Observasi merupakan salah satu teknik penting, mendasar, dan paling banyak dilakukan dalam penelitian etnografi, baik kualitatif maupun kuantitatif. Dalam teknik observasi atau pengamatan ini, observer (pengamat) dan orang yang diamati dapat berfungsi sebagai pemberi informasi (informan).
Jika dikaitkan dengan fungsi manusia sebagai alat, maka panca indera manusia (penglihatan, pendengaran, penciuman, perasaan lidah, dan perasaan tubuh) dapat digunakan sebagai sarana untuk observasi. Seorang peneliti apabila hendak berangkat menuju lapangan untuk melakukan pengamatan hendaknya berada dalam kondisi netral, kosong, seolah-olah tanpa dibebani teori-teori tertentu. Dalam pengumpulan data diusahakan agar penelitian didasarkan atas kemampuan data itu sendiri. Observasi partisipasi pada gilirannya menampilkan data dalam bentuk masalah-masalah dibalik perilaku yang disadari dan terjadi secara kebetulan. Teknik observasi ini juga menggunakan sudut pandang menyeluruh (holistik) mengenai kehidupan sosial budaya tertentu. Teknik tersebut melibatkan seluruh panca indera untuk mengetahui apa yang dirasakan oleh observer (pengamat).
Ditinjau dari sisi observer, observasi ini terbagi menjadi dua yaitu a) observasi terbuka dan b) observasi tertutup. Observasi terbuka artinya observer dengan objek penelitian itu saling mengenal, sedangkan observasi tertutup observer berada di luar pengetahuan objek yang diamati. Observasi atau pengamatan terbagi menjadi tiga macam, yaitu pertama, observasi bebas, observer maupun objek yang diamati berada pada kondisi bebas tanpa aturan sama sekali. Kedua, observasi terkendali artinya objek ditempatkan pada lokasi tertentu. Kemudian yang ketiga, observasi terlibat/partisipasi artinya peneliti ikut serta dalam kegiatan objek yang diamati (Ratna, 2010:219).

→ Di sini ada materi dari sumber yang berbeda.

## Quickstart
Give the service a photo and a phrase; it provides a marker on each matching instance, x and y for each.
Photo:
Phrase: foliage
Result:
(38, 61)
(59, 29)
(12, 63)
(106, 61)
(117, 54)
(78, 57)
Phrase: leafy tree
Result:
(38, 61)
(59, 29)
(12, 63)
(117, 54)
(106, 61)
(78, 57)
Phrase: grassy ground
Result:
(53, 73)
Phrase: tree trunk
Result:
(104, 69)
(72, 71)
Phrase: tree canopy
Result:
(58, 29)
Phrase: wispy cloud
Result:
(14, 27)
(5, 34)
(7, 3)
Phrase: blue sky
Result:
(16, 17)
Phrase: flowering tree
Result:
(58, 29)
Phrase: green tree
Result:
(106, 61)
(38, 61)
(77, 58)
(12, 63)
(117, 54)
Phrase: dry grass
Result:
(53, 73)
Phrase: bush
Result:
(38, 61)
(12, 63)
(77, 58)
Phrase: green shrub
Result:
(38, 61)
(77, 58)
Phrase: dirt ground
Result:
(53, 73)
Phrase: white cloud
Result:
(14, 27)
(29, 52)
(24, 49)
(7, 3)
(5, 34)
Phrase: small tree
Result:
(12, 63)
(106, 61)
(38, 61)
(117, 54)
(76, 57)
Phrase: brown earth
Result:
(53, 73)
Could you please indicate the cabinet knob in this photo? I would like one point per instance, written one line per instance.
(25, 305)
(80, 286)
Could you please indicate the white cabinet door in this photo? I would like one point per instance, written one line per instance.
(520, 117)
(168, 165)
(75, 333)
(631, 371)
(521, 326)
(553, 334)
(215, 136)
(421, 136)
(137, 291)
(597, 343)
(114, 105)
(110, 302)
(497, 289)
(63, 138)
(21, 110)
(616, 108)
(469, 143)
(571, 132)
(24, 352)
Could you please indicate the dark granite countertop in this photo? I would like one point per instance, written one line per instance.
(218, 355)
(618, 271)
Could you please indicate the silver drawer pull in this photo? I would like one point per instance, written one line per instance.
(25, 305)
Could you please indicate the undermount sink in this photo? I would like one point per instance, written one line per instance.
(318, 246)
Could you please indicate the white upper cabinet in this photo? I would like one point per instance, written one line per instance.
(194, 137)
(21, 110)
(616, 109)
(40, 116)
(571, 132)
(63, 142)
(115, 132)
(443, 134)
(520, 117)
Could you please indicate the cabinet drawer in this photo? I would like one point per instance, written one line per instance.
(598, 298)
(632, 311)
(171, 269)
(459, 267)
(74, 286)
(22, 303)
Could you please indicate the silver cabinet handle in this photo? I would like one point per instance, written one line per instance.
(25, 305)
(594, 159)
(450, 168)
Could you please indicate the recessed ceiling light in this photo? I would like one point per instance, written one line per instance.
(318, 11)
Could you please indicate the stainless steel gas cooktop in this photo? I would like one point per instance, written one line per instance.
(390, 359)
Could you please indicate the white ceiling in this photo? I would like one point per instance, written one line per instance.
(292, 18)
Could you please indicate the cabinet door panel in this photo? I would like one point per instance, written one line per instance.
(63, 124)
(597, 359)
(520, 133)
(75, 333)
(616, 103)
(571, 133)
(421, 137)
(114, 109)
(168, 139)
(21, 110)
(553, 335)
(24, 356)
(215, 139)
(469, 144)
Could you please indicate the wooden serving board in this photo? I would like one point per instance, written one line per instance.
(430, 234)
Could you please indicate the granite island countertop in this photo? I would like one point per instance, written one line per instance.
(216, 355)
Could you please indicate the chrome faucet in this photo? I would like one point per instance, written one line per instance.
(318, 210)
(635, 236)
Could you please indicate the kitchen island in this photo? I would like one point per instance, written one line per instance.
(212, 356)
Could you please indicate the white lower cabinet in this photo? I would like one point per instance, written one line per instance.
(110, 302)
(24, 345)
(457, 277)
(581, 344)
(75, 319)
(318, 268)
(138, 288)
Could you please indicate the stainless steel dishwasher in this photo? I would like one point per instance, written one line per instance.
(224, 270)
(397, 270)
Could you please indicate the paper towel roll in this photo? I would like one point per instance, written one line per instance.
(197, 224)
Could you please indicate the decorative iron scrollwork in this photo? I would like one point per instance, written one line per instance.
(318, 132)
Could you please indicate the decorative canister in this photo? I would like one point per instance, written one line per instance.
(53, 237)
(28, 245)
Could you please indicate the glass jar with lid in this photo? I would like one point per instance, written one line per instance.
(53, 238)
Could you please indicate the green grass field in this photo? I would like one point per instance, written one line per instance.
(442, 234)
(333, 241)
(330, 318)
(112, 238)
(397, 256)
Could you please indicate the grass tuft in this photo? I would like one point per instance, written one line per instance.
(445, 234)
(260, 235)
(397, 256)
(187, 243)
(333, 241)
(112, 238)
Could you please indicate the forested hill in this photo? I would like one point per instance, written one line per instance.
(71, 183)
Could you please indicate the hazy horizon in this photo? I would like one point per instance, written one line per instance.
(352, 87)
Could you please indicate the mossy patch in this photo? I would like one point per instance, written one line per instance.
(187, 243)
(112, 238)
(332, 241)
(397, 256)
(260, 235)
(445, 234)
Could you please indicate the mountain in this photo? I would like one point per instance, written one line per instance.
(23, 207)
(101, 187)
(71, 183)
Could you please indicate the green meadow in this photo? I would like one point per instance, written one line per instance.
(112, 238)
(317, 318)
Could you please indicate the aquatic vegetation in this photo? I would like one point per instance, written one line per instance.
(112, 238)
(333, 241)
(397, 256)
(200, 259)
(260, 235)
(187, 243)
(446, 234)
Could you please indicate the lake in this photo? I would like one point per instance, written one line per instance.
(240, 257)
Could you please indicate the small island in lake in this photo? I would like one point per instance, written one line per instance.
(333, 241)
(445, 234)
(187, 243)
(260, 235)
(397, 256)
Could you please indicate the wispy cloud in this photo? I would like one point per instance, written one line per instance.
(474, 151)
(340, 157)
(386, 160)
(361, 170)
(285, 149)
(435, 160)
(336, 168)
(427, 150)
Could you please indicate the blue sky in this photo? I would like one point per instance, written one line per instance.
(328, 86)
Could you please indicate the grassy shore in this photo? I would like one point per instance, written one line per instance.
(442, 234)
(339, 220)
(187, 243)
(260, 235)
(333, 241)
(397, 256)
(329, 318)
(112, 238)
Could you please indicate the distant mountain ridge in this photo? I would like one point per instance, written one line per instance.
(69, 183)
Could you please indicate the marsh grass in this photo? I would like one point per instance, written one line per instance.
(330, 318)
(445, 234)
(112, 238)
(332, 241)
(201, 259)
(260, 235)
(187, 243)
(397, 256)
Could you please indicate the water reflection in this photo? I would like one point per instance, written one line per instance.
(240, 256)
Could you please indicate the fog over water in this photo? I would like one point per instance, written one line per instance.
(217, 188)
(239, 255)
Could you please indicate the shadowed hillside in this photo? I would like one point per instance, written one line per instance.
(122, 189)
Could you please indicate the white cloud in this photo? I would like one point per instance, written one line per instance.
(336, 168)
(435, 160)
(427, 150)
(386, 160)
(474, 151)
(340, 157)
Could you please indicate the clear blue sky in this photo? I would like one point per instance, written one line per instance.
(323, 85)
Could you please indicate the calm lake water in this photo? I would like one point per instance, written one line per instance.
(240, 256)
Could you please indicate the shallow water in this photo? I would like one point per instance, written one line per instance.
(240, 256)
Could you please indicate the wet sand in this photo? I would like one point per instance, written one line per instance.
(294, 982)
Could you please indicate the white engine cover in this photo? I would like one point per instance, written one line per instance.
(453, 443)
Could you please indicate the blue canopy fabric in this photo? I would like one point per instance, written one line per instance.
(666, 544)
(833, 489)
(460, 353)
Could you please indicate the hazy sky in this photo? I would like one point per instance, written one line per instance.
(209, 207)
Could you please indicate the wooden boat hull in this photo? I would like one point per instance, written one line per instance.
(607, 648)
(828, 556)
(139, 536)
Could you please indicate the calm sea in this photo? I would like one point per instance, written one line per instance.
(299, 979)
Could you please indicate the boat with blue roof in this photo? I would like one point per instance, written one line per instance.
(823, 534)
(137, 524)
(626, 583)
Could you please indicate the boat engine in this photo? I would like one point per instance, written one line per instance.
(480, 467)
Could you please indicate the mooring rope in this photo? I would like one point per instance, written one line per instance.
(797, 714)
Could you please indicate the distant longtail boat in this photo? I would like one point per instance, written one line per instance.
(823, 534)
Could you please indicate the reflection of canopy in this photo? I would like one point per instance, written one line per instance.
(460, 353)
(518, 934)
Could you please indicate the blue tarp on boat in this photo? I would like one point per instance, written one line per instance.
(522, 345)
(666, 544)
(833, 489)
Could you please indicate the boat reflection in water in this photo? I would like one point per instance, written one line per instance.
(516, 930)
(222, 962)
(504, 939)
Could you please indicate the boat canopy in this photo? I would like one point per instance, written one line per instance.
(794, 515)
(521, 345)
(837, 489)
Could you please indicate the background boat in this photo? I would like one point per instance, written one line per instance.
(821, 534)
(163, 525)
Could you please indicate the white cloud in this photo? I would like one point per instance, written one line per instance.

Observasi melibatkan tiga objek sekaligus, yaitu a) lokasi tempat penelitian berlangsung, b) para pelaku dengan peran-peran tertentu, c) aktivitas para pelaku yang dijadikan sebagai objek penelitian. Walaupun teknik observasi ini dianggap sebagai teknik yang sering dianjurkan penggunaannya, bukan berarti teknik ini tidak memiliki kelemahan. Justru karena kehadiran manusia sebagai alat dalam teknik observasi yang menimbulkan kelemahan yang tak terhindarkan. Adapun kelemahan-kelemahannya adalah:
- Berbeda dengan sarana dalam bentuk teknologis jelas kemampuan manusia terbatas, baik dalam kekuatan untuk mengingat dan mencatat maupun mengolahnya. Cara seperti ini biasanya memakan banyak waktu dan bahkan biaya.
- Manusia sebagai alat sering tidak sistematis, terlalu subjektif, sehingga mengurangi kualitas objektivitasnya.
- Berapa lama pun seorang peneliti berada di lapangan tidak mungkin dapat menyaksikan peristiwa kebudayaan secara lengkap. Artinya, masih banyak aspek-aspek lain yang berharga yang belum diperoleh (Ratna, 2010: 221).
Apabila berbicara tentang pengamatan dengan keterlibatan langsung, etnografer harus melihat secara cermat keterlibatan ‘langsung’ yang ‘sedang’ dialami oleh calon informan. Etnografer tidak boleh mengamsusikan bahwa informan itu telah “terenkulturasi” penuh akibat suasana budaya yang ‘telah’ dialami, sedangkan ‘kini’ informan mengalami suasana yang berbeda. Inilah pentingnya keterlibatan langsung peneliti. Misalnya, apabila seorang peneliti menanyakan informasi pekerjaan kepada informan sebagai pengantar susu, tetapi informan sudah tidak lagi menjadi pengantar susu, sejak tiga tahun yang lalu. Informan akan sulit mengungkapkannya karena informan telah meninggalkan suasana itu dan hanya dapat mengingat garis besar yang umum serta dengan batasan dan frasa yang berbeda. Meninggalkan suasana budaya juga melibatkan perubahan besar dalam perspektif informan.
Sumber:
Ratna, Nyoman Kutha. 2010. Metodologi Penelitian Kajian Budaya dan Ilmu-Ilmu Sosial Humaniora Pada Umumnya. Yogyakarta: Pustaka Pelajar.
Spradley, James. P. 2006. Metode Etnografi. Yogyakarta: Tiara Wacana.